Dès la fin du 1er doctorat en médecine, commençaient les stages dans les hôpitaux de l’assistance publique de l’agglomération bruxelloise.

Ces stages, non rémunérés, obligatoires durant les 3 dernières années d’études et dont les cotes intervenaient dans les résultats de fin d’année, étaient l’apanage des études médicales à l’ULB et en faisaient sa réputation. En effet, à Liège et à Louvain les stages hospitaliers n’avaient lieu qu’en toute dernière année.

J’avais choisi, comme premier stage de 3 mois, un stage en médecine interne à l’Hôpital de Saint-Gilles.

J’avais 21 ans, une tête déjà bien remplie, mais je ne savais rien de la vie à laquelle j’allais être brutalement confrontée, n’ayant jamais mis les pieds dans un hôpital.

Le 1er août 1956 à 8hrs du matin, après avoir dûment enfilé ma première blouse blanche que l’infirmière me noua dans le dos et qui, je l’apprendrai rapidement, était le vêtement distinctif des étudiants, j’entrai pour la première fois de ma vie dans une salle d’hôpital.

Je vois encore cette longue salle au parquet de chêne blond, ciré (et non encore vitrifié) et de chaque côté 15 lits dont certains séparés par un mince rideau blanc.

Y étaient allongés des femmes de tout âge, de toutes classes sociales sauf de la haute bourgeoisie, et belge pour la plupart.
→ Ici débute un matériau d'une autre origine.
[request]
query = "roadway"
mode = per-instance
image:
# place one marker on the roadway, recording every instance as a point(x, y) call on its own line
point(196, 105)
Toutes avaient en commun l’angoisse et la souffrance ;

L’organisation du travail en salle était très structurée. Les soins étaient assurés par une infirmière dûment diplômée, supervisant 2 aides-soignantes et une religieuse en coiffe bien que l’hôpital fût civil.

La responsabilité médicale incombait à un médecin de salle – spécialiste en médecine interne assisté d’un "interne", étudiant en 3ème doctorat et un "externe", d’un an son cadet, moi en l’occurrence.

C’est cet interne, fils d’un haut magistrat gantois, parfait francophone, gentil, patient et compréhensif (n’avait-il pas été dans ma situation un an auparavant ?) qui m’apprit l’ABC de ce qui serait désormais mon travail chaque matin : faire les prises de sang, prendre la tension, et faire les dossiers des entrants.

Première prise de sang : serrer le garrot juste bien, ni trop, ni trop peu ; trouver la veine par de petits tapotements dans le creux du bras, piquer vite et sans hésitation pour faire le moins mal possible, et enfin recueillir avec adresse le précieux liquide rouge dans un tube stérile sans mettre une goutte de sang par terre à cause du parquet ciré.

Nous travaillions sans gants et le matériel (seringue en verre, aiguilles) étaient réutilisé après nettoyage et stérilisation dans un "Poupinel".

Prendre la tension artérielle : je mis mon stéthoscope flambant neuf aux oreilles et du apprendre à discerner le bruit des pulsations du sang passant dans l’artère du bras en relâchant peu à peu la pression du tensiomètre à mercure.

Pour faire le dossier des entrants, l’interne m’apprit à regarder, observer le malade, la couleur de sa peau, de ses conjonctives, un fin tremblement des mains etc… puis à toucher le corps d’une inconnue pour l’examiner et recueillir diverses informations.

Après avoir passé 4 années, le nez dans mes notes et dans mes livres, à mémoriser une somme de connaissances considérables et de ce fait développer l’intellect à outrance, je me sentais brusquement plongée dans la réalité de la vie pure et dure.

Tout en percevant très bien que j’entrais enfin dans le vif du sujet et que tout ce que j’avais appris allait enfin pouvoir être utilisé. Ce contact brutal avec le monde si particulier me submergeait : je n’étais pas du tout aguerrie à travailler en équipe, encore moins à vivre la souffrance, l’angoisse et parfois la mort au quotidien.

Mais je compris très vite que si je voulais poursuivre et terminer mes études, il était impérieux de faire face à tout prix. Surtout ne rien laisser transparaître de mon désarroi, m’endurcir, faire taire mes sentiments de compassion et mon angoisse et me centrer intellectuellement sur les maladies et non les malades pour les diagnostiquer et parfois les guérir.

Ce travail d’adaptation difficile voire contre nature, beaucoup de mes camarades ont dû le faire et à l’époque aucune aide psychologique n’était en place pour nous y aider.